Thursday, July 29, 2010
Thoughtful Thursdays...Ponderings from the Accidental Pastor's Wife
Ah, butterflies; graceful, gentle, silent. Fluttering along the breeze they gently glide from flower to flower. These precious creatures are so beautiful and peaceful. Comfort and a sigh come to my soul as I watch their graceful dance. If only....
Watching a butterfly from the window yesterday...in a place I had not planned to be..in a situation I had not intended to be in that day..I was sitting at the window beating myself up over the way I handled a situation just moments before. Gazing at this thing of beauty, my heart cried, "Why can't I be more like this? Graceful, gentle, calm..why and I so.....like me?" Truly there are times I wish my character had a bit more softness and tact, but......it doesn't.

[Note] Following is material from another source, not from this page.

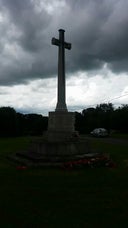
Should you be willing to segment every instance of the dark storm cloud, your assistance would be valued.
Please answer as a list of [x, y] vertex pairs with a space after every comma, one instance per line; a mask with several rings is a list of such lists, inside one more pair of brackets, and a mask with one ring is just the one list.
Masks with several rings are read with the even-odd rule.
[[127, 0], [0, 0], [0, 84], [56, 75], [51, 38], [59, 28], [72, 43], [67, 72], [100, 69], [104, 63], [127, 72], [127, 9]]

My actions in this situation were not harmful, nor were they degrading..I was standing up for someone unable to stand for themselves in a situation that needed standing up in. The outcome was for the better of the persons involved, yet, could I have been more like a gentle butterfly and less like a locus?
God knows my heart and the intentions of my actions; surely He laughs. For as I battled in myself, He reminded me of a time when my own best intentions called for His gentle humbling..for truly He desires me to be me.
In our little church community several youth in our congregation were graduating this past May. Our family was invited to the graduation ceremony Being a bi-vocational pastor, my husband works evening shift and was unable to attend the graduation with me.
Doing my best to put my best foot forward, I arrived in ample time, found good seating in the bleachers- with members of our church family to sit with. So far, so good. I managed pleasant conversation, smiled and shook hands, cheered our graduations. Whoo, the end was in sight.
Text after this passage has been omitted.